Note, I understand that in this simplified scenario I could use like instead of contains, something like:
where
(e.myColumn1 like '%A-100%'
or e.myColumn2 like '%A-100%'
or e.myColumn3 like '%A-100%',
etc)
But for my situation that is not going to work (mainly for performance reasons and because there are lots of columns that I would need to look at).
I also understand I could break the search string into two words, and do something like:
where
contains(e.*, '"100*"')
and (e.myColumn1 like '%A-100%'
or e.myColumn2 like '%A-100%'
or e.myColumn3 like '%A-100%',
etc)
But again, since there are lots of columns, this is not an ideal solution.

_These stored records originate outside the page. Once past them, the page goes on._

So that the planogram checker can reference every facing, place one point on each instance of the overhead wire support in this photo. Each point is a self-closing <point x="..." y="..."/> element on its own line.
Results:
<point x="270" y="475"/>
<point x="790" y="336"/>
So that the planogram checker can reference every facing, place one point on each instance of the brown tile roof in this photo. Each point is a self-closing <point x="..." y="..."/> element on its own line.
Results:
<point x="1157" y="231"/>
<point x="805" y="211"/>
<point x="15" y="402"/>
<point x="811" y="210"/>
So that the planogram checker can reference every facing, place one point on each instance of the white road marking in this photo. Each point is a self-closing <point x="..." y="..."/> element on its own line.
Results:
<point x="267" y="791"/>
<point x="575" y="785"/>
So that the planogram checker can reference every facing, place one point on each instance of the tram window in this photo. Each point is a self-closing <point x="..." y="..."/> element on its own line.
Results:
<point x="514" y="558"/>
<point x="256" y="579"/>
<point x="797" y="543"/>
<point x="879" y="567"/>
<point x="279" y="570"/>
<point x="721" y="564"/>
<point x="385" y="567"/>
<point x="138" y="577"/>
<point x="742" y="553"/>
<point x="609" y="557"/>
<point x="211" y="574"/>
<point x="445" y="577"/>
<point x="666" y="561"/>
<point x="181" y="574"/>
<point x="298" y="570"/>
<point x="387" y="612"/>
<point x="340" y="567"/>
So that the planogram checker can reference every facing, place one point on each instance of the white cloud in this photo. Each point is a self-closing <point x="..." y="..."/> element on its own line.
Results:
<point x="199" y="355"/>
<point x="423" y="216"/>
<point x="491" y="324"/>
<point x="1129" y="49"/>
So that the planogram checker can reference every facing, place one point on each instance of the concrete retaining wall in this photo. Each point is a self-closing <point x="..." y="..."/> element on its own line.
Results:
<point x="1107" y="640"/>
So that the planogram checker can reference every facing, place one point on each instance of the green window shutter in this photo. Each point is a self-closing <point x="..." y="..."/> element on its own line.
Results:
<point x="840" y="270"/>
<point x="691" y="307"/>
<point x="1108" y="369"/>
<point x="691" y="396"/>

I am interested in a solution for sql server 2005 and later, but if there's a sql server 2008 specific solution, I'd be interested in that too.
Thanks for any help, Eric
Upvotes: 0
Views: 295
Reputation: 3695
I don't think you're going to find a very clean solution for this. I may be oversimplifying the problem, but my advice would be a derived (computed) column of the first 2 characters. If your priority is read performance, put a nonclustered on the computed column and include the full column. This would enable a seek for 'A-' whereas like will always require a scan. Even if you have several columns to evaluate, this should still perform better than a like predicate for each column.